Monday, September 23, 2013

The End of Era Part IV

Shah re-emergence and end

After the end of World War II, the independence movements in the British colonies reached a fever pitch. Inspired by Gandhi, India finally overthrew its colonial yoke and became an independent nation. Young Nepalis, who studied and lived in India, participated in this movement and in the process became fired up for the liberation of their own country from the clutches of the Ranas. In the meantime, there were already internal efforts underway, especially those led by the Praja Parishad, to overthrow the Ranas. B. P Koirala, Subarna Shumsher and other energetic youths started an armed insurgency.
King Tribhuvan, who had suffered humiliation at the hands of the Ranas for years, quietly slipped to the nearby Indian embassy and then made it to Delhi. Some historians suggest that Tribhuvan even urged Jahawar Lal Nehru, then Indian prime minister, to annex Nepal to India, a suggestion rejected by Nehru.
Rana oligarchy was put to an end through a tripartite agreement reached in Delhi in 1951. Tribhuvan, along with the Nepali congress leaders came back to Nepal. This was supposed to usher in a democratic era but Tribhuvan defaulted on his promise and betrayed the people.
The major political agenda, after the overthrow of the Rana regime, was to write a new constitution through a Constituent Assembly elected by newly sovereign people. But King Tribhuvan, who was reinstated in power by the people, deferred the election on one or another pretext till his death in 1955. His ambitious son , King Mahendra, never agreed to the idea of a constituent assembly election and forced the parties to settle for parliamentary elections instead. King Mahendra, in 1960, sacked the first popularly elected prime minister of Nepal, B P Koirala, and imposed a partyless Panchayat System that ushered in the absolute rule for the kings for the next 30 years.

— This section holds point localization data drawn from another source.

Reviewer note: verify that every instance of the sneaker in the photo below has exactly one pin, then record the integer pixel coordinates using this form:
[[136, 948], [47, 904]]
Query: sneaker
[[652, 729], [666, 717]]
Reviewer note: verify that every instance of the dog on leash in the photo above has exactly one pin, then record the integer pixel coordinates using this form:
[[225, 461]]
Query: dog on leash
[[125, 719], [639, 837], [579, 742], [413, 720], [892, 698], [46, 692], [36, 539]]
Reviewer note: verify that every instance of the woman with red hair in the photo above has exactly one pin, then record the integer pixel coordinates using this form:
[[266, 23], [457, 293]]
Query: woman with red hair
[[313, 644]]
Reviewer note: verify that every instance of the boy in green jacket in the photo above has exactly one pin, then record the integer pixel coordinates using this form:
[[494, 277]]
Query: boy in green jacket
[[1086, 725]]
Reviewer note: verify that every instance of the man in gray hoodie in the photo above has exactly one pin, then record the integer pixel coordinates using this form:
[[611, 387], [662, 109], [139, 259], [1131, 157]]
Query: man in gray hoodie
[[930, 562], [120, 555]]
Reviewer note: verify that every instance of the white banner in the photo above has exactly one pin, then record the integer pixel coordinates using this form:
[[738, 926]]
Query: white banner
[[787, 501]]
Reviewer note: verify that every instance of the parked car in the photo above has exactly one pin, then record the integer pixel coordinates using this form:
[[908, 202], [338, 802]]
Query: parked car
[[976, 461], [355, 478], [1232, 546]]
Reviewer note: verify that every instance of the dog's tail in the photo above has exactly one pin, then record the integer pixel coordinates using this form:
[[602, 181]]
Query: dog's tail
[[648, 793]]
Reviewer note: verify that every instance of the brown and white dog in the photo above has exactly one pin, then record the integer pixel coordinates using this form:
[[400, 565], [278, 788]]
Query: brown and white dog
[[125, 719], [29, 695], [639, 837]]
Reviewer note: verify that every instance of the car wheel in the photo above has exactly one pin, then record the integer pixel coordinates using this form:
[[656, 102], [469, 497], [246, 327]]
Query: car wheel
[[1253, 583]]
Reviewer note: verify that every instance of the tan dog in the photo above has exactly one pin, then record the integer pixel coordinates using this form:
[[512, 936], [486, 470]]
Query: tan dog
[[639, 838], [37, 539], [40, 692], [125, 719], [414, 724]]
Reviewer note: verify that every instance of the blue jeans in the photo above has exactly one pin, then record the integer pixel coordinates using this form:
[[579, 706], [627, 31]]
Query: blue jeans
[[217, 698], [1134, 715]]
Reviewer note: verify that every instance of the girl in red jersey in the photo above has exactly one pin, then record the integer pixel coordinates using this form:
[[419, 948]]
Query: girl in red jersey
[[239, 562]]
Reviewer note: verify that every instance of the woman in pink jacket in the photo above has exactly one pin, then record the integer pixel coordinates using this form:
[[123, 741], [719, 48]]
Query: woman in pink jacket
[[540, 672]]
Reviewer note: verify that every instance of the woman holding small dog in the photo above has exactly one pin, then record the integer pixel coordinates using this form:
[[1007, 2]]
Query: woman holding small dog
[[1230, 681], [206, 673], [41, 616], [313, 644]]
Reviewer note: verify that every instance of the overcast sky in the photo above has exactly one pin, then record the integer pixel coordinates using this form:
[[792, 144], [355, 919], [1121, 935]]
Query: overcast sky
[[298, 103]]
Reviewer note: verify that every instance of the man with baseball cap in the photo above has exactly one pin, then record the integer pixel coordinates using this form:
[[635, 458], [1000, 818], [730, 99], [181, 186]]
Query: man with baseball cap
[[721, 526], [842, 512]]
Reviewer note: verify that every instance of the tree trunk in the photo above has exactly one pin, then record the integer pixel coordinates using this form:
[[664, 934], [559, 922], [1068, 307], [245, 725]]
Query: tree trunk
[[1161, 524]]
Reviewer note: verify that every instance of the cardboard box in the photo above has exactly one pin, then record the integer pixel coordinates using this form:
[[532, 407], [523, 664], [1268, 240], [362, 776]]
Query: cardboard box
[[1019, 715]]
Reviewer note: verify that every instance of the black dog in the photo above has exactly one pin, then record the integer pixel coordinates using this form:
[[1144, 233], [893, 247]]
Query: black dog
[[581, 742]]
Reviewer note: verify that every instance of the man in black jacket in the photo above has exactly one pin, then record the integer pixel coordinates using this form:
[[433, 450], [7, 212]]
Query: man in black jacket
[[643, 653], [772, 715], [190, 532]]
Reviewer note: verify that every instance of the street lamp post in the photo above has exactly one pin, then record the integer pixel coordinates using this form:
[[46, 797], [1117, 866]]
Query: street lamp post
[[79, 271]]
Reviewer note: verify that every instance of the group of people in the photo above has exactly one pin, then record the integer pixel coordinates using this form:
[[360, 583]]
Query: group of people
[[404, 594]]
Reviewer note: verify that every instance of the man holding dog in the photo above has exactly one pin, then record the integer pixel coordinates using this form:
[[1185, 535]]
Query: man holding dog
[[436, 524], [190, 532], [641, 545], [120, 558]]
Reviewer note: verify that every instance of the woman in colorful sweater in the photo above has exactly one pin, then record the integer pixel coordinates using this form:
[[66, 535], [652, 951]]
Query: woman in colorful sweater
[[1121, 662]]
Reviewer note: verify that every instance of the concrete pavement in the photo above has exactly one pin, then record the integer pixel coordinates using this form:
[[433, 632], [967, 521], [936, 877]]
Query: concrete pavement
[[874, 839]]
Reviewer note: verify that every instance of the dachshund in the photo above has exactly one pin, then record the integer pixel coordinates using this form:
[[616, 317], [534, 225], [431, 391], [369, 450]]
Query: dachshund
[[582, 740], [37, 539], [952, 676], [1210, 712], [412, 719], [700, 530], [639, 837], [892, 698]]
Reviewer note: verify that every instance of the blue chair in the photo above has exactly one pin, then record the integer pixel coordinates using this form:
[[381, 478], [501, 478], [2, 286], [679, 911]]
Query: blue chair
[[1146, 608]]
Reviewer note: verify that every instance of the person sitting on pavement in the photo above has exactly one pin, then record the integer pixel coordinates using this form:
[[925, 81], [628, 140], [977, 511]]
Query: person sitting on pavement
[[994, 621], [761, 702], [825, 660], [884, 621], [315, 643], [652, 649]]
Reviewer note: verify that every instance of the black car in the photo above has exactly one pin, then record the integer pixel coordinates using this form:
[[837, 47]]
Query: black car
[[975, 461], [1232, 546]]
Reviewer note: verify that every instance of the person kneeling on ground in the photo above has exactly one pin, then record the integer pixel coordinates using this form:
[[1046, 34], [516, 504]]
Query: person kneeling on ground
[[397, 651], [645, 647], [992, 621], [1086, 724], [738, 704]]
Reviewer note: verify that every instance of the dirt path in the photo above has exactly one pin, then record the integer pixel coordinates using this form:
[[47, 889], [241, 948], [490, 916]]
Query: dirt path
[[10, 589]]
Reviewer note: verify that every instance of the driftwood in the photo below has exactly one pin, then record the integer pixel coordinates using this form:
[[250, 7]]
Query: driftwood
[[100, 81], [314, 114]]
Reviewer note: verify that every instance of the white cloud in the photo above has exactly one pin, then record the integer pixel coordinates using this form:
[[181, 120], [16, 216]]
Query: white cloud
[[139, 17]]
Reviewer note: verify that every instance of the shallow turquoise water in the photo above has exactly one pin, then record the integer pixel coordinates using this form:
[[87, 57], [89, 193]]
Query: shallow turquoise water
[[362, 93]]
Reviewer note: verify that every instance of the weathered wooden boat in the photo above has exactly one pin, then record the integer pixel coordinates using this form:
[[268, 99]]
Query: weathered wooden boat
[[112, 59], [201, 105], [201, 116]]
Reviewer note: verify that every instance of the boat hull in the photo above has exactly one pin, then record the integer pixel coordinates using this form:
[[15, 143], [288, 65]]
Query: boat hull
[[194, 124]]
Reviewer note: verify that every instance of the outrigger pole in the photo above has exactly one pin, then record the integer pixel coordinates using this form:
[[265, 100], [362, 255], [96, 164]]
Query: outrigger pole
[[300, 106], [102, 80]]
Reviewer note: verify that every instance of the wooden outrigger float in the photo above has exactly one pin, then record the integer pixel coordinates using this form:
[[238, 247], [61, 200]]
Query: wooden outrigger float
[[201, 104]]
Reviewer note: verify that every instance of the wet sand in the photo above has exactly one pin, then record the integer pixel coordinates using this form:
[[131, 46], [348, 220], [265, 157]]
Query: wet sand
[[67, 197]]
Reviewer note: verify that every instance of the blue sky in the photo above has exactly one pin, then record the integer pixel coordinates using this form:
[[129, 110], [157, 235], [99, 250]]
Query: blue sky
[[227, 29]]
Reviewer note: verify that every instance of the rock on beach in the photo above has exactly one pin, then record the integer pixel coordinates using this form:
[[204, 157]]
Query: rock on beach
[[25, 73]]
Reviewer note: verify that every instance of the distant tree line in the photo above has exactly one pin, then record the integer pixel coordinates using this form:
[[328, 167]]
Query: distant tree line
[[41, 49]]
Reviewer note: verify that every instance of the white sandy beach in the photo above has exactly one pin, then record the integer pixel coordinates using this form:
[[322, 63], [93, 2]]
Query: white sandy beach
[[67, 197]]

King Mahendra under his Panchayat project, tried to construct a Nepali nationalism based on the single edifice of one nation, one language, one religion, one culture and even one national dress. History text books only talks about the glory of the Shah dynasty hiding the dark side. Somehow that didn’t go down well with the people. “The jingoism of the Panchayat era rang false,” writes Manjushree Thapa, a novelist.
Students rose up against the Panchayat system in 1979, forcing King Birendra to announce a referendum. But it was in 1990 that the people finally forced a major concession from the monarchy through a popular Janaandolan or People’s Movement. King Birendra promptly accepted multi party system.
June 1, 2001 was probably the turning point in the monarchy’s demise. King Birendra, an affable man, and his entire family were killed in a royal massacre. People were in a state of shock after they heard news of the massacre but when they came to terms with the reality they had lost faith in monarchy, whose reins now fell into the hands of a new king, Gyanendra.
It’s hard to pin down Gyanendra’s personality, But above all, he proved to be an arrogant, self-righteous and ambitious monarch. In his lust for power-reminiscent of his father- he was blind as a bat to his won best interests. Before seizing power on February 1, 2005, he miscalculated three things; first, he thought the Maoists and mainstream parties would never join hands and form a collective front against him. Second, given a choice between the Maoists (read terrorists) and the monarchy, the international community would eventually choose monarchy. Third, and most importantly, he underestimated the consciousness of the Nepali people, which had grown by leaps and bounds in the post- 1990 open society and during the decade-long Maoist insurgency.

Finally, in April 2006, the people turned the tables on the monarchy. Janaandolan II vanquished the monarchy and culminated in the declaration of a republic. Maybe a republican order would have come sooner or later, but Gyanendra is solely responsible for bringing it to this country on MAY 28, 2008, ending the 450-year old reign of the Shah Dynasty.